ShopperTrak’s assessment is bleaker than other reports that measure sales, including the National Retail Federation’s report yesterday that sales were down 2.8% from the year before, but not as bad as the U.S. Department of Commerce’s report of a 7.7% decline for the last three months of the year, including retail and food services but excluding gasoline and auto sales.
In comparison, comScore Inc. reports that online sales from Nov. 1 to Dec. 23 were down 3%.
ShopperTrak’s number is based on a sample of more than 50,000 retail and enclosed mall locations throughout the United States. It is intended to measure retail sales as defined by the Commerce Department's so-called GAFO designation—general merchandise, apparel, furniture, sporting goods, electronics, hobby, books and other related store sales.
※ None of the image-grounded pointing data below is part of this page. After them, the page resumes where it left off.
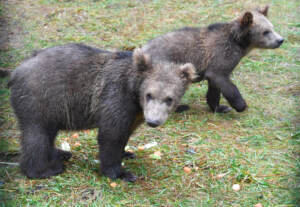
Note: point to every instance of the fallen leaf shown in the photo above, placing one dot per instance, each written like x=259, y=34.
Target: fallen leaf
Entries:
x=187, y=169
x=219, y=176
x=65, y=146
x=236, y=187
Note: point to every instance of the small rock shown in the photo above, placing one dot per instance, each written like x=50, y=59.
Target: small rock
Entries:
x=65, y=146
x=149, y=145
x=219, y=176
x=236, y=187
x=187, y=169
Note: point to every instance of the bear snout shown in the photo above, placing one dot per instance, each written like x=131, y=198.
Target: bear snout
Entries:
x=153, y=123
x=280, y=41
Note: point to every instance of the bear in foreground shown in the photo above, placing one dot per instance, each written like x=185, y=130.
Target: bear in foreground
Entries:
x=216, y=50
x=74, y=87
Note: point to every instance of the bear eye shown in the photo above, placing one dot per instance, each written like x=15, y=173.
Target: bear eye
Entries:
x=266, y=32
x=169, y=101
x=148, y=96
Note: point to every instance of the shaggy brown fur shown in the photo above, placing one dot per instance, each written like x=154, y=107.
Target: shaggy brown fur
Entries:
x=216, y=50
x=74, y=87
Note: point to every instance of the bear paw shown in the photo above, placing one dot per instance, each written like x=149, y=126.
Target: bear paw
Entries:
x=223, y=109
x=62, y=155
x=182, y=108
x=128, y=155
x=51, y=170
x=128, y=177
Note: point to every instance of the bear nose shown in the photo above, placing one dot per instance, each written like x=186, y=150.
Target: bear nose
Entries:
x=280, y=41
x=153, y=123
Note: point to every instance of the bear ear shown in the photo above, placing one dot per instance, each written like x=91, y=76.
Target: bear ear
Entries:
x=188, y=72
x=141, y=60
x=247, y=19
x=264, y=10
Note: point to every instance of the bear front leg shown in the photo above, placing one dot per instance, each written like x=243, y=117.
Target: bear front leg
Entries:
x=37, y=160
x=111, y=148
x=213, y=99
x=230, y=92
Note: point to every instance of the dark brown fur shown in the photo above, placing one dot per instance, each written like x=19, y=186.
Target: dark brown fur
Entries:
x=215, y=51
x=74, y=87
It excludes auto sales, gasoline station sales and restaurant sales.
ShopperTrak’s National Retail Sales Estimate reports November sales fell 4.3% vs. a year earlier and December, 4.5%, marking four consecutive months of year-over-year declines in retail sales. October sales fell 1.4% while September sales dropped 2% versus 2007.
“The fact that the holiday shopping season didn’t provide the annual relief retailers were hoping for, yet continued the trend of declining sales for the fourth consecutive month, is significant for the industry heading into what will most likely be a tumultuous Q1 in 2009,” says Bill Martin, co-founder of ShopperTrak.
Sales on the day after Thanksgiving were up 3% over the day after Thanksgiving a year earlier, but the increase didn’t carry through the weekend, when Saturday’s sales were down 0.8% and Sunday’s sales down 2.3%.
Stores, in fact, were emptying out over that weekend, ShopperTrak says, with foot traffic on Friday down 18.1% from a year earlier, Saturday, down 16.8%, and Sunday, down 23.1%.
Even the last weekend before Christmas, which is usually a busy period, fell far short this year, according to ShopperTrak. Foot traffic that weekend fell 23.7% compared to the same weekend in 2007, while retail sales fell 5%.
“This holiday season we truly saw an efficient consumer who planned trips to retail locations around deeply discounted items via door buster sales and other promotions throughout the shopping period,” Martin says. “So while shoppers did spend during the season, our data suggests most activity occurred during the heaviest discounted periods like Black Friday (the day after Thanksgiving) and later in the year on Super Saturday (the Saturday before Christmas) and the days leading up to Christmas, ultimately negatively impacting the bottom line.”
Based on holiday season performance and the state of the economy, ShopperTrak now predicts a 16.4% decline in foot traffic with a 4% drop in GAFO retail sales in the first quarter.